おばあの回想シーンからはじまる。
「一仕事終わると、風呂が気持ちいいのぉ~。
なんちゃら森林の香りとか、柚の香りとか、気分で選べるのがいいねぇ~
長いこと生きていると、いいこともあるもんだ」
おばあはお気に入りの入浴剤をたっぷり入れた湯船にゆったりと浸かっていた。
「そういえば、太郎との出会いもセンセーショナルじゃったのぉ。
あの雷雨の日、がじゅまるが雷に打たれて、そのそばにちっちゃいキジムナーが
号泣しておったな・・・・
親木のがじゅまるがまっぷたつになったその横で・・・」
おばあはキジムナーと初めて会った日の事を回想していた。
「みゃぁみゃぁ泣いていたキジムナーを連れて帰って
ミルクだのおむつだのとりあえず、銀閣から貰ぅて世話して・・・
だいたいおむつに男用と女用があるなんて、知らなんだ。
今時って、すごいのねぇ・・・紙おむつって出始めのころは
男女なかったと思うわ。トイレットトレーニングのために、わざわざ布おしめを
使う人もいたし。布だと不快だから、すぐに排尿を訴えて、おむつはずすのが
早くなるってね・・・
子供産んだことないのに、子育てすることになっちゃって・・・
あっという間に太郎もまこも大きくなりよってからに」
それまでは、おばあは妖怪連盟から指令を受けて、困った人の相談に乗っていた。
今はバイトで手紙相談だけを受けているが、当時は東西南北、世界各国を股にかけ
相談者に面会に行っていた。
ある時、おばあが手紙相談を受けた際、異空間移動能力を使って
遠隔地に到達した。そこで、死後、魂を浄化してほしいと頼まれたのだった。
なぜ依頼人はそんな事を頼んだかというと、その人物は魂浄化層の存在をを知っていたからだ。

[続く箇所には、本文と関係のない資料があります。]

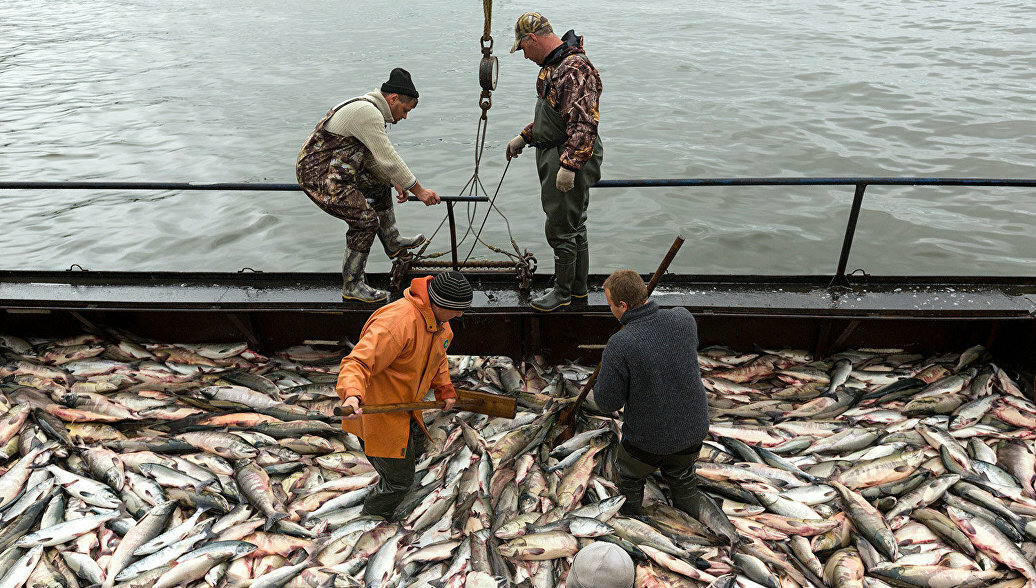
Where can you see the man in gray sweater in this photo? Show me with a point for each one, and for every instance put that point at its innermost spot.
(347, 167)
(651, 368)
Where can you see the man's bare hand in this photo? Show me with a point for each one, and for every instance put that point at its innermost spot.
(514, 147)
(353, 403)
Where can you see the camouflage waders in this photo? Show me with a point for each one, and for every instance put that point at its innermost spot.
(334, 171)
(566, 226)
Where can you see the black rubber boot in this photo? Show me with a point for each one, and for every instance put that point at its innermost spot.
(560, 294)
(390, 237)
(353, 284)
(580, 288)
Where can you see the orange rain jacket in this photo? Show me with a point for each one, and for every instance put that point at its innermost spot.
(401, 354)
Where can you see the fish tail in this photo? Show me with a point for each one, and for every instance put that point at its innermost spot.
(271, 520)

依頼人は西洋僧侶で、聖職者として罪をおかしてしまったため、おばあに
死後の魂浄化を依頼した、というのが魂浄化作業のはじまりだった。
ちなみに、この聖職者の罪とは、異性を好きになってしまったのであった。
人間として生まれてきたならば、異性を好きになるのは自然のことであるが
この西洋僧侶の場合、人々に奉仕するために結婚はせずに神様のご意向に沿って
人々を助けます、という誓いを立ててしまった以上、恋に落ちてはいけないと
思いこんでいたからだ。
実際、西洋僧侶になっても、職を辞めて結婚した例もある。男女共に
聖職者だったが、一緒に奉仕活動をしているうちに、惹かれ合ってしまった。
そのままでは当然禁断の恋であるが、一旦辞職してしまえば、神の祝福のもと
家庭を築き守り、子を社会に送り出すという使命に変更されるだけのことだ。
しかし、おばあに魂浄化を依頼した西洋僧侶はそのどちらも捨て去ることができず
罪にさいなまれ自暴自棄になってしまった。
この西洋僧侶に会おうとした時には、まだキジムナーはちいさかったので
ひとり置いていけないため、やむを得ず、おぶって連れていった。
すると、キジムナーはどこから持ってきたのか、おばあの背中から手を伸ばし木の枝を渡したのだった。おばあがその枝を振ると、突如車が現れた。それが、今利用している異空間異動号である。
普段から子供用のゴーカートを乗りこなしていたキジムナーは
おばあの背中から降りると、すっとその車に乗り込み、さっそうと運転を開始した。
その時から、キジムナーはおばあのアシスタントとなって
魂浄化の行脚をすることになった。
「太郎も成長したのぉ。こどもなんてあっという間に大きくなるもんじゃ。
小さい頃は、よく生まれ育った森林に連れて行って、銘木古木達に絵本を読んでもらったなあ。
おかげで、あの子も本が大好きになりよった。
他にも、まこが読んでいた本を借りてきたり、こっちにあった本を持っていったり
妖怪連盟から送られた本を共有したり。
本を読むことは子供の情緒発達に良い影響をあたえるもんじゃ。うん。
それにしても、いろんな物語を考える人がいるんじゃなあ。
最近はネットでも読めるから、わざわざ本屋に行かなくてもよくなった。
ネット小説は、なかなかおもしろいからたくさんさん読みたくなってしまって、
時間が追いつかないわい。みんな本当に上手じゃ。
浄化作業の合間に見るのが楽しくて楽しくて。老後の楽しみにとっておけんわい。
って、わしの老後っていつ???
更新が楽しみじゃなあ~。」
昼下がりのおばあのひとりごとだった。
人間楽しみがないと寂しいですよね。
私もいつも楽しいことを探しています。
楽しいことがあれば、つらいことも乗り越えられると、信じて疑わない今日この頃。